The coverage dispute arose out of several lawsuits against Bill Cosby alleging defamation and intentional infliction of emotional distress.  The plaintiffs claimed that Cosby made public statements that injured their reputations in response to their allegations of assault and rape.  AIG sought a declaration that it had no duty to defend or indemnify the suits, arguing that the claims fell within a sexual misconduct exclusion, which bars coverage for personal injury “arising out of any actual, alleged, or threatened . . . sexual molestation, misconduct, or harassment.”  The court disagreed and denied AIG’s summary judgment motion and granted Cosby’s motion in part.

Although Massachusetts law has not clearly defined the scope of the phrase “arising out of,” the First Circuit held that it “indicates a wider range of causation than proximate causation,” but requires a “sufficiently close relationship” between the injury and relevant event.  Here, AIG argued that the defamation claims were “inextricably intertwined” with the excluded sexual assault allegations so as to trigger the sexual misconduct exclusion.  In contrast, Cosby maintained that the causal link between the excluded conduct and the defamation claims was too attenuated to implicate the exclusion.
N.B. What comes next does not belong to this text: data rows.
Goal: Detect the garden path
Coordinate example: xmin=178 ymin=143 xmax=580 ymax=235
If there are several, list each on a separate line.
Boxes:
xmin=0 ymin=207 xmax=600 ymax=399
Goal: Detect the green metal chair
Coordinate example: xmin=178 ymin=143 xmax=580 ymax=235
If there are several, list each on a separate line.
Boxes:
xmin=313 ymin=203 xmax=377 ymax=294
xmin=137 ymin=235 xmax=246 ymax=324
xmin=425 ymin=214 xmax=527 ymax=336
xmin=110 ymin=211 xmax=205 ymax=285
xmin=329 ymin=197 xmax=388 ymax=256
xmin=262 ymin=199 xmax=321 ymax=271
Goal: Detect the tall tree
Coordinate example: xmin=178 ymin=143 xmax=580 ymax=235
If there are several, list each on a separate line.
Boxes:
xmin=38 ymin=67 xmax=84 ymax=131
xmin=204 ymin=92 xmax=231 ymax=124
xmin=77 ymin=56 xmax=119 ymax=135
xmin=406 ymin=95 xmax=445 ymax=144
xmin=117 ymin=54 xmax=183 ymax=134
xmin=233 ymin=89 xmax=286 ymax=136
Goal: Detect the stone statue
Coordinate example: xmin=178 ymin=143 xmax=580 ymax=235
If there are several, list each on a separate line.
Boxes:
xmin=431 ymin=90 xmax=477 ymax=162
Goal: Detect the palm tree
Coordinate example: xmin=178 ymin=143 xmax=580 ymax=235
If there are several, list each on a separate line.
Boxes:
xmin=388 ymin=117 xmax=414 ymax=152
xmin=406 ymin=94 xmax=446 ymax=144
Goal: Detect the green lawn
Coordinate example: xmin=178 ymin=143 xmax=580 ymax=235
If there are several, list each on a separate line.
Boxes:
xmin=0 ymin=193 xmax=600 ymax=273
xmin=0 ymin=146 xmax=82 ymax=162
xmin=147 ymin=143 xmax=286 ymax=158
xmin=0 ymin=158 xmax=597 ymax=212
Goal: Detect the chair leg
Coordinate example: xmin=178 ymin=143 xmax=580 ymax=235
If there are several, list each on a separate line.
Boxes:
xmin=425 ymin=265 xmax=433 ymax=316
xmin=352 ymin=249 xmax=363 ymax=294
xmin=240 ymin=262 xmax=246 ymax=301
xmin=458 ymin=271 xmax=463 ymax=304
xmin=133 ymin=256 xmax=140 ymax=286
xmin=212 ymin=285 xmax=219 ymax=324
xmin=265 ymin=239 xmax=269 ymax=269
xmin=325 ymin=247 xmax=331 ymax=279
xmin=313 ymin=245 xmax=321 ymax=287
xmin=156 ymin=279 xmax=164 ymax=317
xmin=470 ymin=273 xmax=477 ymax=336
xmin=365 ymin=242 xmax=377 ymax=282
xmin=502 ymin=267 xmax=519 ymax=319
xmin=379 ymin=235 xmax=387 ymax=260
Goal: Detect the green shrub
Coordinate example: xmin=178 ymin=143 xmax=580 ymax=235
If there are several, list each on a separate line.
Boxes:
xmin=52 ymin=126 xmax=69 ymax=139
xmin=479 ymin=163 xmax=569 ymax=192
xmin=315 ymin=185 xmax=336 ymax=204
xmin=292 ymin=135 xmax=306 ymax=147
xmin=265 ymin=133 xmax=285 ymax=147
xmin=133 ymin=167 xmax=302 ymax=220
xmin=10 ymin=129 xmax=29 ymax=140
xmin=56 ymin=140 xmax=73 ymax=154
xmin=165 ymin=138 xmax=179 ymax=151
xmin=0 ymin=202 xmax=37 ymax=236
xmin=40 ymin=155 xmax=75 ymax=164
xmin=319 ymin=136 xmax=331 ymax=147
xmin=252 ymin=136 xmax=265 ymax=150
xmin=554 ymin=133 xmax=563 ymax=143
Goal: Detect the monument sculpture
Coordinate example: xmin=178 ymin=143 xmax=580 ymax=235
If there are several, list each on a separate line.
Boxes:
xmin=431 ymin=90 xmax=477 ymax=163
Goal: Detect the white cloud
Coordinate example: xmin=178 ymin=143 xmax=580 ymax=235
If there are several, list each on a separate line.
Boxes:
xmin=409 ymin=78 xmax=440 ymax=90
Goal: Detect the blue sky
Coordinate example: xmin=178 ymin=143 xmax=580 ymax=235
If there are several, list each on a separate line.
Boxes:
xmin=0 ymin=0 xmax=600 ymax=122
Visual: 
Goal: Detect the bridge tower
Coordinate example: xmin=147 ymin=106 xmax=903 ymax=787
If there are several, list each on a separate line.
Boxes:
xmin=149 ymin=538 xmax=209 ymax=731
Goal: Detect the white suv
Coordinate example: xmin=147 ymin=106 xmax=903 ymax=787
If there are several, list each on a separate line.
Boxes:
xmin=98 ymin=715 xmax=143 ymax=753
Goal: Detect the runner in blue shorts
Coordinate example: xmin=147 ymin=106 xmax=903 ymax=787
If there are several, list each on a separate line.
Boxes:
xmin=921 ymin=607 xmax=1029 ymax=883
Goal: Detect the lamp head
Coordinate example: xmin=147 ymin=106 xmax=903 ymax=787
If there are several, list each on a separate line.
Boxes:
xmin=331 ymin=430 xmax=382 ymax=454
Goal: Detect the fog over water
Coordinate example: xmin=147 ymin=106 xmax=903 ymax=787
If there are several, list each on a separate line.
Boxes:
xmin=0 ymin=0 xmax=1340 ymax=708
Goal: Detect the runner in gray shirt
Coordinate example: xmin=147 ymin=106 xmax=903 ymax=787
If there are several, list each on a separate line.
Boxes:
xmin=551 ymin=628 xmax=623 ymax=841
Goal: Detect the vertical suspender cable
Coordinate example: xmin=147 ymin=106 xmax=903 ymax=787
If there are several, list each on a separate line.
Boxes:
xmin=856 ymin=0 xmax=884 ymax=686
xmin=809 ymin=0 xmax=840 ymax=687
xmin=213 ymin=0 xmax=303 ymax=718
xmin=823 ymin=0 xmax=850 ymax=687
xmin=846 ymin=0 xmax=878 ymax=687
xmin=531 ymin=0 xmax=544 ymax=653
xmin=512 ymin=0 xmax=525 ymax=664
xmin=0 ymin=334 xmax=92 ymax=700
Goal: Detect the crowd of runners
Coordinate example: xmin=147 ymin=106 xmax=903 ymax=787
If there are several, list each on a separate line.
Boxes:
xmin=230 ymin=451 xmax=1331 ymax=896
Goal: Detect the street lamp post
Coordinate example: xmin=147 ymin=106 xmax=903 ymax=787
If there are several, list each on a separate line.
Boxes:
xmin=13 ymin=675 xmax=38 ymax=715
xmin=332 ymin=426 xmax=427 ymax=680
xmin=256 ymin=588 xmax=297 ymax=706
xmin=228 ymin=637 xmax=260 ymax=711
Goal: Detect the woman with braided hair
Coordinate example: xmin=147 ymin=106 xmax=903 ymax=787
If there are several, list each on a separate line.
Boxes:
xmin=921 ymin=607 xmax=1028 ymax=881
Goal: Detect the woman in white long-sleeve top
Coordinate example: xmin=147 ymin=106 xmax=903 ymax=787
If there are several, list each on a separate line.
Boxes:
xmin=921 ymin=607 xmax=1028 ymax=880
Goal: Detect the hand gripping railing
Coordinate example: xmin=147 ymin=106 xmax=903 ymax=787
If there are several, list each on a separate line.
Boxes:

Noting that there was no “easy answer” to the question, the court concluded that the exclusion was ambiguous in light of the policy as a whole.  In particular, the court reasoned that another, more broadly-worded sexual misconduct exclusion (relating to Board Directors and Trustees) mitigated in favor of finding ambiguity because that exclusion contained more expansive exclusionary language (e.g., “arising out of or in any way involving, directly or indirectly, any alleged sexual misconduct”).  The court emphasized that “arising out of” is not inherently ambiguous under Massachusetts law.  It also cautioned that its holding “is confined to this case where the ambiguity question is close to begin with and where another sexual-misconduct exclusion is worded more broadly.”